The teenage stage is accompanied by sharply pronounced liquidation, dryness and peeling of the skin. The rashes are represented by dry, peeling erythematous papulas and a large number of defective plaques. It is mostly affected by the skin on the face, neck, shoulders, back, flexion surfaces of the limbs in the field of natural folds, back surfaces of brushes, stop, fingers and legs.

Teenagers may have an adult form of atopic dermatitis, which is characterized by strong itch and multiple follicular papulas. They have a spherical shape, dense consistency, numerous scattered excorities are located on their surface. Rash are combined with pronounced liquidization.

With the easiest course of atopic dermatitis, limited skin lesions, minor erythema or leasing, weak itching of the skin, rare exacerbations are 1-2 times a year.

With a moderate course, there is a common nature of skin lesion with moderate exudation, hyperemia and / or liquidization, moderate itching, more frequent exacerbations - 3-4 times a year.

The difficult course is characterized by a diffuse character of lesion of skin, hyperemia and / or liquidation, constant itching and almost continuous recurrent flow.

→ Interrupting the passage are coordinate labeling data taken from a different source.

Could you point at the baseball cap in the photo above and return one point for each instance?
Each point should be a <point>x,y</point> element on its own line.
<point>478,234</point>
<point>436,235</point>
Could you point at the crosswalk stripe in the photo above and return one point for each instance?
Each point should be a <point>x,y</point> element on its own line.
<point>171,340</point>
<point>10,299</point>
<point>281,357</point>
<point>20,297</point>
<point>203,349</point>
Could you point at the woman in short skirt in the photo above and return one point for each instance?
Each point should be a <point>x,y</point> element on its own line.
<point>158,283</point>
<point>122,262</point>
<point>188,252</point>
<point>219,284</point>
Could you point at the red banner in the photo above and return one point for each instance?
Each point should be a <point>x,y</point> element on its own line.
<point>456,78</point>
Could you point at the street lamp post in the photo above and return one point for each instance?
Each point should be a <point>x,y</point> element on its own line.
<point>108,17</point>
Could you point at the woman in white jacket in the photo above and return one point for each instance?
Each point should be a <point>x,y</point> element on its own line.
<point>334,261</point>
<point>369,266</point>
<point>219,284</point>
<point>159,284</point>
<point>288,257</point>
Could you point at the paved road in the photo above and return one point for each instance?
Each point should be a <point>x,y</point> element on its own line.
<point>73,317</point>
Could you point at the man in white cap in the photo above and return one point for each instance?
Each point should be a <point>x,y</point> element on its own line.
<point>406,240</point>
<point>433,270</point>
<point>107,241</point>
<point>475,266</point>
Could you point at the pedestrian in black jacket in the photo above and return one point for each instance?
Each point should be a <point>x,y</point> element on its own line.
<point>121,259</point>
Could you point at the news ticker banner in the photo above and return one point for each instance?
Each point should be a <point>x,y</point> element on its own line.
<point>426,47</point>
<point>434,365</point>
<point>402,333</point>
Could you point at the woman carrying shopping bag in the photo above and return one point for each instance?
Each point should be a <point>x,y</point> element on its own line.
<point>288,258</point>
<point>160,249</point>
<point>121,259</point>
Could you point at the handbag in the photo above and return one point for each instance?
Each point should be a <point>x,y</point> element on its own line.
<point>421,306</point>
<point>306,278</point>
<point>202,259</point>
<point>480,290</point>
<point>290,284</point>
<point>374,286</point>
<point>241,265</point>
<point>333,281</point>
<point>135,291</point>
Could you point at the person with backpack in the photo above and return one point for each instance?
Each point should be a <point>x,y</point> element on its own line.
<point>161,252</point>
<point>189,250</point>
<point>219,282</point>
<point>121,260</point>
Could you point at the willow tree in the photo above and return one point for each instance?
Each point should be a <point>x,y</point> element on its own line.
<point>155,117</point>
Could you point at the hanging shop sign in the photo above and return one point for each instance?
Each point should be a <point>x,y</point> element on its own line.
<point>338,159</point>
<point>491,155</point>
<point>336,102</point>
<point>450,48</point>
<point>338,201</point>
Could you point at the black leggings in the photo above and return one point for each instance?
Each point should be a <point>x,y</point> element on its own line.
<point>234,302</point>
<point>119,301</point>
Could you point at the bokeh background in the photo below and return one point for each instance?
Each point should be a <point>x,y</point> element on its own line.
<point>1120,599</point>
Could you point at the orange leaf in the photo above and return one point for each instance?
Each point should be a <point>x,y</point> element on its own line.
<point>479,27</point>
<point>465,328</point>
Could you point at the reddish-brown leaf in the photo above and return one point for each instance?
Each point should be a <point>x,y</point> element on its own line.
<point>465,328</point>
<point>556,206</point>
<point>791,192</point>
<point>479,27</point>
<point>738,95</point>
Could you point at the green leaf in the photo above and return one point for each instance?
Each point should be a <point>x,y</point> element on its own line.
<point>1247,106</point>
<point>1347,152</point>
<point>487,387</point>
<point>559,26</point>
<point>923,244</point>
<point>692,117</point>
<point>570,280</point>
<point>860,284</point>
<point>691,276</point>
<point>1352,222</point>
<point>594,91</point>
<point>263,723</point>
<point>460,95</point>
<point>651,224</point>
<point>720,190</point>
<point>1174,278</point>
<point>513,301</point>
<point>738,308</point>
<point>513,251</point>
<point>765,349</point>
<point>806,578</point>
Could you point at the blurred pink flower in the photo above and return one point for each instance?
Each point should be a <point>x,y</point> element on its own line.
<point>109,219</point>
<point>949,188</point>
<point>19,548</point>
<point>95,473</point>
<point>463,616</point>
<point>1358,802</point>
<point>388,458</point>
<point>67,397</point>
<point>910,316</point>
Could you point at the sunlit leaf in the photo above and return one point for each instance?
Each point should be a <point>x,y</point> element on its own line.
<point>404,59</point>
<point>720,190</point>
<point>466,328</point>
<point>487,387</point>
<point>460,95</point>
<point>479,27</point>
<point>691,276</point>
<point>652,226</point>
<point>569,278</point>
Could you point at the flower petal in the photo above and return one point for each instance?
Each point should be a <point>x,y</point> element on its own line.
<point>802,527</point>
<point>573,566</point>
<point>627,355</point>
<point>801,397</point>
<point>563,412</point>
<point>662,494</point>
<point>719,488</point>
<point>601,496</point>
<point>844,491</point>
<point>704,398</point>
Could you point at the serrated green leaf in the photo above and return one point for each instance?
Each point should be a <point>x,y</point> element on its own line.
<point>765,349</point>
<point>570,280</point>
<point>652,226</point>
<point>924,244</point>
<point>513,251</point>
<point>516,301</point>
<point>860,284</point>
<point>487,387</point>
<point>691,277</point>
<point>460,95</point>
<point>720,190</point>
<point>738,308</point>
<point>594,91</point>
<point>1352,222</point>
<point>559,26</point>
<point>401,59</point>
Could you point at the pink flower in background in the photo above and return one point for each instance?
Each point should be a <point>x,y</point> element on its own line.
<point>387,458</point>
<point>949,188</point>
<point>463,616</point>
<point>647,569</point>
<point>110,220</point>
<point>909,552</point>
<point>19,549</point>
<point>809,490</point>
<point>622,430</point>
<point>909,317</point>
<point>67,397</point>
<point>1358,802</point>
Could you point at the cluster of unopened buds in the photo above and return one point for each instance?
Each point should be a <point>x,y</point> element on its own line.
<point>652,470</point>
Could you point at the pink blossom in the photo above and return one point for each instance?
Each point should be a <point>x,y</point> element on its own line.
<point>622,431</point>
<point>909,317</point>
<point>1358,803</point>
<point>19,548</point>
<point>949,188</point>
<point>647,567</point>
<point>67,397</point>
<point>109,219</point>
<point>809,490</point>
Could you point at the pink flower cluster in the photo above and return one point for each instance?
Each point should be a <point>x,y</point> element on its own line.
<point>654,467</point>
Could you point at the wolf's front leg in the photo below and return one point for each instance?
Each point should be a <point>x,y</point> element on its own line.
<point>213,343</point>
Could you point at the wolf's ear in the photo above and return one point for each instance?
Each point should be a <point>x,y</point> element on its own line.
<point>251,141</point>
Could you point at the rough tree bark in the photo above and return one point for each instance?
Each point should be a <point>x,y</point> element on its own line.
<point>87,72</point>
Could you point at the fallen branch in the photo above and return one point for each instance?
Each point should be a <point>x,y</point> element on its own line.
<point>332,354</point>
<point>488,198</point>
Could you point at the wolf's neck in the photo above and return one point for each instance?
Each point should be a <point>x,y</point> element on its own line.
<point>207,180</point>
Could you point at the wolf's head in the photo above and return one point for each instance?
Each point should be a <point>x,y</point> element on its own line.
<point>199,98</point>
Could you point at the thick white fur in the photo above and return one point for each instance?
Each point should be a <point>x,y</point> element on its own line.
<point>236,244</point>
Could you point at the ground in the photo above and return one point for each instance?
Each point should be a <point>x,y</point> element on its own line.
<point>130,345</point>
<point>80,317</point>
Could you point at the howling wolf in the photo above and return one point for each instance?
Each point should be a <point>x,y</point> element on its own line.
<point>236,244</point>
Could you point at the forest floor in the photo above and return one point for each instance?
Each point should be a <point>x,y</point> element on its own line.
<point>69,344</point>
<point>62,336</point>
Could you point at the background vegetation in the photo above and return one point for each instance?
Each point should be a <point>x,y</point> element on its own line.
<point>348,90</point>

To assess the severity of atopic dermatitis in allergology, the International SCORAD system applies. It is estimated in several parameters.

Parameter A. - the prevalence of the skin process, i.e. Skin lesion area (%). To estimate, you can use the palm rule (the area of \u200b\u200bthe palm surface of the brush is taken equal to 1% of the entire body surface).

Parameter B. - Intensity of clinical symptoms. To do this, the severity of 6 signs (erythema, edema / papule, peel / mocking, excitations, liquidification, dry skin) are calculated. Each characteristic is estimated from 0 to 3 points: 0 - absent, 1 - weakly expressed, 2 - moderately expressed, 3 - is expressed sharply. Evaluation of symptoms is carried out on the skin area where defeats are most pronounced.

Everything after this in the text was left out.